- 1-1/2 cups soft bread crumbs
- 1 cup half-and-half cream
- 1 egg, beaten
- 1/3 cup chopped onion
- 1/4 cup minced fresh parsley
- 1 teaspoon salt
- 1 teaspoon ground nutmeg
- 1/4 teaspoon ground ginger
- 1/2 pound each ground beef, veal and pork
- 3 tablespoons all-purpose flour
- 1 can (14-1/2 ounces) beef broth
- 1/2 cup hot brewed coffee
- Hot cooked egg noodles, optional
- In a large bowl, combine bread crumbs and cream; let stand for 5 minutes. Stir in the egg, onion, parsley, salt, nutmeg and ginger. Crumble meat over mixture and mix well.
- Shape into 1-in. balls. Place meatballs on a greased rack in a shallow baking pan. Bake, at 350° for 20-25 minutes or until no longer pink. Drain on paper towels.
- Transfer meatballs to a greased 11-in. x 7-in. baking dish. Scrape pan drippings into a small saucepan; stir in flour until blended. Gradually stir in broth and coffee. Bring to a boil; cook and stir for 2 minutes or until thickened. Pour over meatballs.
- Bake, uncovered, for 30-35 minutes or until bubbly. Serve with noodles if desired. Yield: 6 servings.
Reviews forBest Swedish Meatballs
"This recipe is savory and delicious. I made this for the TOH ingredient challenge for coffee. The coffee makes the gravy a medium brown color and imparts a great depth of flavor...no, not coffee. I suggest as GoldieBell48 did that extra gravy is welcome. I served it with rice the first night and with mushroom mashed potatoes the second night. Thanks for your recipe."
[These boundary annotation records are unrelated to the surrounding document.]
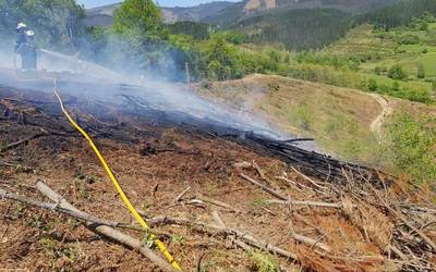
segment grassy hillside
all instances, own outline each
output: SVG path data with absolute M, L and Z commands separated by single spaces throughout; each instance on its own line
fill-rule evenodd
M 389 30 L 362 25 L 322 53 L 353 61 L 354 71 L 373 82 L 373 91 L 423 102 L 435 94 L 436 23 L 433 17 Z M 393 69 L 401 70 L 403 75 L 392 74 Z M 412 96 L 422 99 L 413 99 L 405 92 L 415 92 Z
M 392 147 L 415 147 L 402 140 L 412 138 L 419 141 L 420 136 L 409 134 L 409 126 L 396 128 L 397 134 L 391 135 L 392 126 L 404 126 L 398 121 L 404 114 L 436 118 L 435 107 L 281 76 L 253 75 L 239 81 L 213 83 L 201 91 L 237 109 L 261 113 L 271 124 L 293 135 L 314 137 L 317 145 L 331 154 L 398 173 L 401 172 L 399 160 L 416 158 L 410 157 L 413 156 L 411 149 L 407 156 L 397 158 L 399 153 L 391 150 Z M 435 123 L 431 126 L 435 127 Z M 420 131 L 421 134 L 423 132 Z M 426 133 L 432 138 L 432 145 L 436 145 L 435 132 Z M 392 137 L 397 137 L 396 143 L 390 140 Z M 431 145 L 425 148 L 421 146 L 420 156 L 428 153 L 433 160 L 436 159 L 428 150 Z M 411 173 L 423 164 L 408 161 L 409 168 L 412 166 Z M 425 180 L 436 174 L 432 164 L 420 171 L 420 175 L 411 175 L 420 178 L 425 173 Z
M 351 15 L 332 9 L 274 11 L 253 16 L 230 28 L 249 36 L 255 44 L 283 45 L 288 49 L 322 48 L 342 37 Z

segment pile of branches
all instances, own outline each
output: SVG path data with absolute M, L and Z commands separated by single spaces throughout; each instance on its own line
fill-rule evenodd
M 315 175 L 329 182 L 343 182 L 347 180 L 370 181 L 377 186 L 382 181 L 389 183 L 392 177 L 365 165 L 344 162 L 330 156 L 308 151 L 299 147 L 299 143 L 313 140 L 310 138 L 277 139 L 268 135 L 274 132 L 242 131 L 230 126 L 220 120 L 211 118 L 196 118 L 194 115 L 171 110 L 157 110 L 147 100 L 140 97 L 123 95 L 126 99 L 125 113 L 142 115 L 144 119 L 154 119 L 154 122 L 164 126 L 182 127 L 197 131 L 217 137 L 232 138 L 238 143 L 250 146 L 258 152 L 279 157 L 284 162 L 299 166 L 305 173 Z
M 50 99 L 41 101 L 24 98 L 12 99 L 10 96 L 8 98 L 0 97 L 1 119 L 40 128 L 40 133 L 2 147 L 3 149 L 0 152 L 5 151 L 7 148 L 14 148 L 22 145 L 35 137 L 44 137 L 51 134 L 65 137 L 74 137 L 76 135 L 64 120 L 57 102 L 55 100 L 51 100 L 52 102 L 47 101 L 50 101 Z M 351 259 L 352 261 L 359 263 L 389 261 L 398 264 L 404 271 L 435 270 L 436 245 L 434 240 L 436 236 L 436 208 L 429 205 L 417 205 L 404 200 L 412 199 L 413 197 L 409 196 L 409 193 L 405 191 L 395 194 L 390 189 L 395 186 L 395 183 L 392 184 L 390 180 L 379 177 L 380 175 L 377 171 L 303 150 L 295 146 L 293 140 L 276 140 L 254 132 L 244 132 L 228 127 L 216 120 L 198 119 L 181 112 L 156 110 L 144 104 L 144 101 L 132 97 L 128 99 L 128 103 L 123 109 L 114 109 L 100 104 L 99 107 L 92 107 L 89 108 L 92 110 L 89 110 L 86 108 L 86 104 L 81 106 L 75 103 L 75 101 L 74 99 L 66 99 L 66 106 L 70 109 L 74 106 L 73 112 L 80 124 L 97 137 L 134 143 L 135 135 L 141 136 L 153 133 L 138 128 L 134 122 L 119 122 L 118 116 L 123 115 L 124 118 L 130 116 L 140 123 L 178 127 L 205 136 L 232 138 L 256 148 L 259 152 L 276 154 L 288 162 L 293 172 L 304 182 L 294 182 L 289 176 L 282 174 L 276 177 L 268 177 L 255 163 L 240 162 L 233 165 L 240 171 L 239 176 L 241 181 L 245 181 L 255 188 L 272 196 L 274 199 L 266 200 L 268 203 L 283 207 L 283 210 L 287 211 L 291 211 L 294 207 L 337 210 L 339 214 L 359 226 L 365 239 L 376 245 L 383 252 L 383 256 L 362 257 Z M 246 174 L 249 171 L 251 171 L 250 173 L 256 171 L 261 180 Z M 312 174 L 318 178 L 311 178 L 310 176 L 314 176 Z M 284 189 L 278 189 L 277 186 L 274 186 L 271 182 L 274 178 L 284 182 L 289 190 L 300 191 L 307 199 L 292 199 Z M 376 184 L 374 184 L 375 180 L 377 181 Z M 37 188 L 50 198 L 51 202 L 32 200 L 26 196 L 20 196 L 4 189 L 0 190 L 0 197 L 73 217 L 82 221 L 89 230 L 116 240 L 122 240 L 123 244 L 138 249 L 141 254 L 156 263 L 156 265 L 165 270 L 171 270 L 159 256 L 156 256 L 143 243 L 133 237 L 123 236 L 123 234 L 117 231 L 120 227 L 141 231 L 136 225 L 93 217 L 72 207 L 65 199 L 43 183 L 38 183 Z M 189 188 L 174 198 L 175 202 L 206 203 L 237 213 L 243 212 L 238 210 L 233 205 L 220 200 L 203 196 L 192 196 L 189 198 L 187 193 Z M 290 214 L 292 217 L 292 213 Z M 350 261 L 347 259 L 348 257 L 344 258 L 335 255 L 334 247 L 328 245 L 325 237 L 308 237 L 296 231 L 293 232 L 292 237 L 295 242 L 306 245 L 313 250 L 313 252 L 304 251 L 306 256 L 302 256 L 301 252 L 284 250 L 275 246 L 269 240 L 255 237 L 243 230 L 228 226 L 218 213 L 214 213 L 213 217 L 215 220 L 214 224 L 165 215 L 148 219 L 148 222 L 155 227 L 162 225 L 194 226 L 198 232 L 211 236 L 221 235 L 229 238 L 235 247 L 242 249 L 257 248 L 274 252 L 286 258 L 286 260 L 304 263 L 304 267 L 307 269 L 317 268 L 316 265 L 319 264 L 316 264 L 316 261 L 322 262 L 322 260 L 329 260 L 329 262 L 322 262 L 325 265 L 339 261 Z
"These meatballs are our family favorite. I make extra gravy in case there are leftovers. We love the delicate spicing. Winter comfort food at it's best!"
"I made them last night for a pot luck and they were a big hit. The recipe I was familiar with used coffee to add flavor to the gravy. This recipe is very similar to the one I used to use. It is delicious. Thanks for sharing!"